Anyone wronged by the United States can bring claims against the government, regardless of that person’s nationality, and the migrants have that right to due process. As a result, settling with the families as a group could actually save the government, experts said, by sparing it the expense of fighting hundreds of legal cases one by one — and it could also spare the Biden administration the awkwardness of having to defend, in court, a policy that it disavowed.

As border crossings have hit new highs, with 1.7 million migrants encountered last year and an untold number making it into the country, Republicans have consistently hammered the Biden administration for being too lenient. And the White House has struggled to articulate a response and a message.

The White House referred questions to the Justice Department, which pointed to its policy of not commenting on unresolved settlement talks.

There is at least one precedent for a migrant family receiving a large sum from the government: Conchita Cruz, a lawyer with the Asylum Seeker Advocacy Project, which represents multiple separated families, said the organization had obtained a $120,000 settlement for a Honduran family. In that case, she said, a boy was detained with his mother in 2015 after they crossed the border. She was told in front of him that he would go to a shelter and be put up for adoption, and that they would never see each other again. (Ultimately, they were not separated.)
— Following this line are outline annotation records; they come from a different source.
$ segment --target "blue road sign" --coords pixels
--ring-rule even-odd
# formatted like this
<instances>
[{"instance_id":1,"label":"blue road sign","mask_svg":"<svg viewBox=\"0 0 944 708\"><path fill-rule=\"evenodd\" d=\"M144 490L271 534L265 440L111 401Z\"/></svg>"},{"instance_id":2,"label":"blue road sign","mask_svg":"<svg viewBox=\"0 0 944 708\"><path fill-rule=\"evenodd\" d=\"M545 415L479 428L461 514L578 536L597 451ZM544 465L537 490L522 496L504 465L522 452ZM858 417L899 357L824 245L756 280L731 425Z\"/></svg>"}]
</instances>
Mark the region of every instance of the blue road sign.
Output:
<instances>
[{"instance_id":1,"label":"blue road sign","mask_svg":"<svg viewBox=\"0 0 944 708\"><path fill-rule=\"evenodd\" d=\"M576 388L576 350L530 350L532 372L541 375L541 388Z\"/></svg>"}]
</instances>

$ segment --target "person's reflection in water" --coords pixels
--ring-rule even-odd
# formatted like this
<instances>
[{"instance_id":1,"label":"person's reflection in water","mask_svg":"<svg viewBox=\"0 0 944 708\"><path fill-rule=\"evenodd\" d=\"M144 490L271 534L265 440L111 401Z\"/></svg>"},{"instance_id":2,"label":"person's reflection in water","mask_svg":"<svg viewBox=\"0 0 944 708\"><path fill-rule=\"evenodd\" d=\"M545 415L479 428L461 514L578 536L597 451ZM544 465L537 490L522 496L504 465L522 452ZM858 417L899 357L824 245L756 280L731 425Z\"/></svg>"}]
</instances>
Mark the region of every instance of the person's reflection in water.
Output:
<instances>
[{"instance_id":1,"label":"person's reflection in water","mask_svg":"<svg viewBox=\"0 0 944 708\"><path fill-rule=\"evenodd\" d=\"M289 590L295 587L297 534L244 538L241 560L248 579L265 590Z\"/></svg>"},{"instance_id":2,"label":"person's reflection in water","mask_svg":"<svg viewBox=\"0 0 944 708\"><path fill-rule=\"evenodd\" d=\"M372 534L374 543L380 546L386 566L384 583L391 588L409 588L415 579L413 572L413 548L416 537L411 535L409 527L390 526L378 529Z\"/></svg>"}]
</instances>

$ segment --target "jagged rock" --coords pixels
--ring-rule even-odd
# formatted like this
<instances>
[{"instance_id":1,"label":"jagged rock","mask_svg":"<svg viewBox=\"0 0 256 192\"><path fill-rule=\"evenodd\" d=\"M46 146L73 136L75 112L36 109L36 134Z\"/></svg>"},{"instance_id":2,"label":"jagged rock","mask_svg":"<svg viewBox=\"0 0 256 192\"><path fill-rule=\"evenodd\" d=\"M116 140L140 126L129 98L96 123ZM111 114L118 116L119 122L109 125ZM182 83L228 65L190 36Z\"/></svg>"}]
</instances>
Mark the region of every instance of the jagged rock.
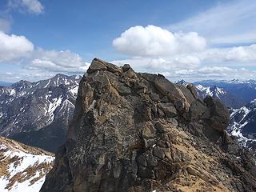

The settlement was reached in 2019, with the Trump administration.

Still, the debate over financially compensating the families affected by the separation policy was transformed by the premature surfacing of the $450,000 figure.

It was leaked by a government official, apparently out of a desire to put a public spotlight on the payments and bring the number down, according to people familiar with the negotiations, who spoke on the condition of anonymity to discuss internal deliberations.